Title of Lesson: | Ben Franklin's Life and Times |
Your Name: | Susie Metrick |
Your Email Address: | smetrick@edc.org |
Your School District: | EDC |
Grade Level: | 4 |
Literacy Focus: | Reading and writing in the content areas. Specifically, target book is Jean Fritz's What's the Big Idea, Ben Franklin? Connect to Revolutionary War history curriculum and science inventions, and biography genre. |
National or District Standards you plan to target: | Reading nonfiction genre (i.e., history and biography); develop writing skills across the curriculum through process writing; conducting research; evaluating sources of information; working cooperatively with peers; developing vocabulary; fostering students' proficiency in using new tools for: a) research and b) to develop and communicate their ideas. |
Length of Unit (approximately): | 7 weeks |
Throughout this lesson, students will work in groups on either of these two projects:
My overall goal is to integrate assessment throughout this lesson, so that I can gain a sense of students' learning processes and their progress, rather than just assessing their final products. Another goal is to assess what students can do, not just what they can't do. Also, I want to give students' an opportunity to engage in self-assessment and reflection.
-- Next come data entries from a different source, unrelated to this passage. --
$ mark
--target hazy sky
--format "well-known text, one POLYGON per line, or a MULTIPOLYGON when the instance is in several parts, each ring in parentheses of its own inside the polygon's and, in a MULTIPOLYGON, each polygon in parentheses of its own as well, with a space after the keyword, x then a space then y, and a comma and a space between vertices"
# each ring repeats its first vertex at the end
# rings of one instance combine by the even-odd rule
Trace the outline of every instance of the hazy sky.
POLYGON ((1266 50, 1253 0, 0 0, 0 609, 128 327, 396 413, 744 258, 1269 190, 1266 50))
To achieve these goals, I am planning to use a variety of assessment strategies, as summarized here:
Portfolio Ideas
Each student will keep a portfolio of his or her contribution to the group project. The portfolio will include work from all phases of the writing project.
Rubric Ideas
I will use rubrics that I have created to assess each step of the process, and I will assess students' final compositions using the writing rubric developed by the Northwest Regional Education Laboratory, available in PDF format at: http://www.nwrel.org/eval/pdfs/6plus1traits.pdf
Student-Teacher Conferences
I will conference with each team of students to discuss their final products and collaboration processes. For example, were there other ideas that had been discussed that eventually were not included as part of the final product? How did they make these decisions? If they were starting over right now, would they do anything differently?
Dialog Journals
Each student will reflect on what he/she enjoyed most about working on the project, and about what was most difficult. These reflections can become part of the portfolios.